The Community Gallery

As a community, Sacramento has changed greatly over the city's relatively young history and the Community Gallery richly details its growth in chronological order. Our visitors learn about the first people, the Nisenan & Maidu Indian Nations, through our collection of baskets, jewelry and weapons.

As you leave the Native American exhibit, you literally say goodbye to that way of life. In 1826, tempted by the abundance of fur-bearing animals, trapper Jedehiah Smith, among hundreds of men and fur companies settled this land. Of course, this huge migration had a disastrous effect on the land and native people. Animals were massacred and the Indians became infected with malaria and small pox. Thousands died.
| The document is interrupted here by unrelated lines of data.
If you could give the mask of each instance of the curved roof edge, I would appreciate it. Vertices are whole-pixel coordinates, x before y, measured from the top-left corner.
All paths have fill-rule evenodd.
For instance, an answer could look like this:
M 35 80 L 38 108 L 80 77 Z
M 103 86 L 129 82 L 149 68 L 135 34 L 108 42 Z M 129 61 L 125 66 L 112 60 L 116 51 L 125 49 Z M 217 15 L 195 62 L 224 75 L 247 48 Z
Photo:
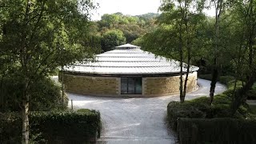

Through carefully preserved correspondence, photographs, historic fashions and heirlooms, guests wind through the exhibit and see a city grow from a dusty miner town of the 1850s to an early 20th century where new forms of transportation and communication were introduced. The exhibits then tell the stories of Sacramento and America in a World War, Japanese-Americans being interned, and how the famous Dunlap family turned their home into a successful neighborhood restaurant.

The Agricultural Gallery

Sacramento is located in the heart of the Central Valley — one of the richest agricultural areas in the world. Agricultural pioneers are renowned for devising ingenious methods to make farm work more efficient and profitable. In this gallery, visitors see the original McCormick Reaper that revolutionized grain farming. In addition, our beautiful cannery label collection is a testament to the industry that dominated Sacramento in the early part of the 20th century.